La recherche sur l’agglomération suggère que les promoteurs économiques devraient moins se concentrer sur la « création d’emplois” et davantage sur l’attraction et la rétention des résidents grâce à des politiques et des initiatives qui renforcent le sentiment d’appartenance de la région, communément appelé création de lieux. Ces politiques et initiatives devraient être centrées sur les personnes, et non sur les entreprises, en reconnaissant que la croissance et le maintien d’une main-d’œuvre diversifiée et qualifiée devraient prendre le pas sur l’attraction des entreprises par des incitations financières comme des abattements fiscaux qui ne valent souvent pas la peine. Ces initiatives doivent être fondées sur les ressources culturelles et sociales de la région; elles doivent mettre l’accent sur ce qui rend la région unique. À la base, la création de lieux devrait être axée sur l’investissement pour rendre la région durable, équitable et prospère pour ses résidents. Lorsque la place elle-même est la priorité, plutôt que seulement l’emploi et la croissance économique, la prospérité et la croissance devraient suivre. En termes simples, si vous le construisez, ils — entreprises, résidents, emplois – viendront.

Notes

  1. Edward L. Glaeser,  » Introduction « , en Économie de l’agglomération, éd. Edward L. Glaeser (Chicago: Les presses de l’Université de Chicago, 2010), 1-14.

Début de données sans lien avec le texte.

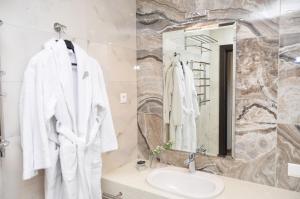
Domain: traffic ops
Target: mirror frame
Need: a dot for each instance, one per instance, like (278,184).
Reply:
(206,24)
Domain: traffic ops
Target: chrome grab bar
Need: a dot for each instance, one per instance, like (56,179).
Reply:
(110,196)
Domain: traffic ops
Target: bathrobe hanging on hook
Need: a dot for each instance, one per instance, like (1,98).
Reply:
(66,122)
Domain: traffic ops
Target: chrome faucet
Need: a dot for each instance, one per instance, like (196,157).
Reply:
(190,162)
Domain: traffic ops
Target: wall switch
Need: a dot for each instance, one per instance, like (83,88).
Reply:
(294,170)
(123,98)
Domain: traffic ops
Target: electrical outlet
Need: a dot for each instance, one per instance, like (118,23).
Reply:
(123,98)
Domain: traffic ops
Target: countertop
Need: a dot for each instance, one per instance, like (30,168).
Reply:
(130,177)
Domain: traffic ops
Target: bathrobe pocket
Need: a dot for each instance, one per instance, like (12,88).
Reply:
(68,159)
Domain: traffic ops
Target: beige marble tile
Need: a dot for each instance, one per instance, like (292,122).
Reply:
(117,62)
(257,69)
(288,151)
(125,120)
(112,22)
(255,110)
(253,140)
(289,89)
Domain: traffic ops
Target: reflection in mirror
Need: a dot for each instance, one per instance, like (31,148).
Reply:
(199,65)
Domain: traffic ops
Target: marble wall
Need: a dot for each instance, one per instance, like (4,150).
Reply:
(107,31)
(267,125)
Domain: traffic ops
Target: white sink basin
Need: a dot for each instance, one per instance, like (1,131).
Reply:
(189,185)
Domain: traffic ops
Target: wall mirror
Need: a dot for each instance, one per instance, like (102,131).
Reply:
(199,75)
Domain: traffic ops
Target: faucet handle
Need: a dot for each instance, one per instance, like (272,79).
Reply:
(201,150)
(192,156)
(190,159)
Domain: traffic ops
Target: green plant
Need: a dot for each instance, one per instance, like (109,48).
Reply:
(158,149)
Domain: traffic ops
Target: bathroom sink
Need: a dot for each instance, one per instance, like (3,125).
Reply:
(189,185)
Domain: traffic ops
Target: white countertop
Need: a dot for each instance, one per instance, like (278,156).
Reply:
(130,177)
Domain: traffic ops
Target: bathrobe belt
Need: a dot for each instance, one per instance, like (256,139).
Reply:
(81,146)
(72,136)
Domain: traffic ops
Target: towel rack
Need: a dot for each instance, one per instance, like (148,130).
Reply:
(110,196)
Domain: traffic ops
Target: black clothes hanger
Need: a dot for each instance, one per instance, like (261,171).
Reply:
(70,46)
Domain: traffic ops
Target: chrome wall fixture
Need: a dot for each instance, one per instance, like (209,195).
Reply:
(202,80)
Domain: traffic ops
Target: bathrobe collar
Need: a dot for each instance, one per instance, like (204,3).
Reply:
(84,87)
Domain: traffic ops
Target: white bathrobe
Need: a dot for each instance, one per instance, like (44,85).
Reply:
(66,122)
(180,106)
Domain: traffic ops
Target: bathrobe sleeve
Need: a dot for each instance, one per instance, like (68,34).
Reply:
(168,89)
(107,131)
(34,139)
(177,96)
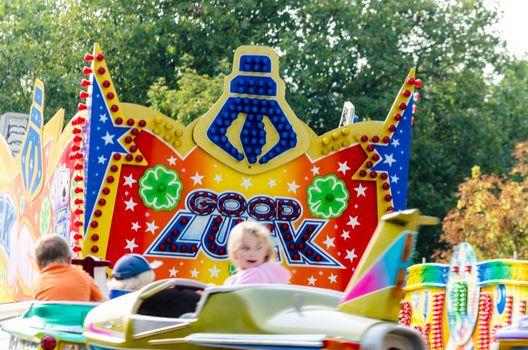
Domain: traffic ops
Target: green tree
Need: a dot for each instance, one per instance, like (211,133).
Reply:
(491,213)
(194,95)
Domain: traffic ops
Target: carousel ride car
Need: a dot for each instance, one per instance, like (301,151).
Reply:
(187,314)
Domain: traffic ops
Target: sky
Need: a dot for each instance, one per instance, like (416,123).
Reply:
(514,25)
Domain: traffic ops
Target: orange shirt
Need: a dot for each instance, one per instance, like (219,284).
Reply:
(65,282)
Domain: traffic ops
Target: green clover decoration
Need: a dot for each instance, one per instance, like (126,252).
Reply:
(327,197)
(160,188)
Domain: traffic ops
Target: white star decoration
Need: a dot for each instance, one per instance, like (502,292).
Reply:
(129,180)
(218,178)
(246,183)
(130,204)
(353,221)
(329,242)
(151,227)
(343,167)
(197,179)
(351,255)
(360,191)
(389,159)
(108,138)
(131,244)
(312,280)
(292,187)
(213,272)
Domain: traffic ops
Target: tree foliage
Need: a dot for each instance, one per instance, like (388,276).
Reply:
(170,53)
(491,212)
(194,95)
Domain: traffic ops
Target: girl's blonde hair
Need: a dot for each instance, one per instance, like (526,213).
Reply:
(258,230)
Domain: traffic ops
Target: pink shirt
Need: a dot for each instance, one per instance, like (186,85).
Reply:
(264,273)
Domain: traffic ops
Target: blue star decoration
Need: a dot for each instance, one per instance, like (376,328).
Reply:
(103,143)
(394,159)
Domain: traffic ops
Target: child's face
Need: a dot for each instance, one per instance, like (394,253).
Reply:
(250,253)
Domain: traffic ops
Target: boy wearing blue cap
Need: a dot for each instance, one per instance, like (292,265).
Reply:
(131,272)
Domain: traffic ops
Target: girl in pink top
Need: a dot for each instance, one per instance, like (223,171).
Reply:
(250,249)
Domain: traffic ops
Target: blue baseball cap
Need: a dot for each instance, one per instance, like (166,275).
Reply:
(131,265)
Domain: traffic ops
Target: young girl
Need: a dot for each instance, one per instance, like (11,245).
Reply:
(250,249)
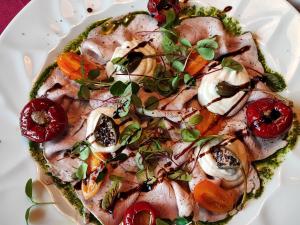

  2. L’ensemble de données IBRC QCEW – Complete utilise le recensement trimestriel de l’emploi et des salaires du Bureau of Labor Statistics des États-Unis pour estimer les effectifs supprimés. Pour plus d’informations sur ce processus, voir Ping (Claire) Zheng, « Combler les trous: Générer des estimations Ponctuelles pour les données supprimées de QCEW”, InContext, janvier-février 2020, www.incontext.indiana.edu/2020/jan-feb/article2.asp .
  3. Arthur O’Sullivan,  » Pourquoi Les Entreprises Se regroupent-Elles ? » en Économie urbaine (7e éd.), Ed. Arthur O’Sullivan (New York : McGraw-Hill, 2009), 43-69.
  4. Edward L. Glaeser, « Learning in Cities », Journal of Urban Economics 46 (1999) : 254-277.
  5. Voir note 3.
  6. Michele Hoyman, Jamie McCall, Laurie Paarlberg et John Brennan, « Considering the Role of Social Capital for Economic Development Outcomes in U.S. Counties », Economic Development Quarterly 30, no. 4 (2016): 342-357.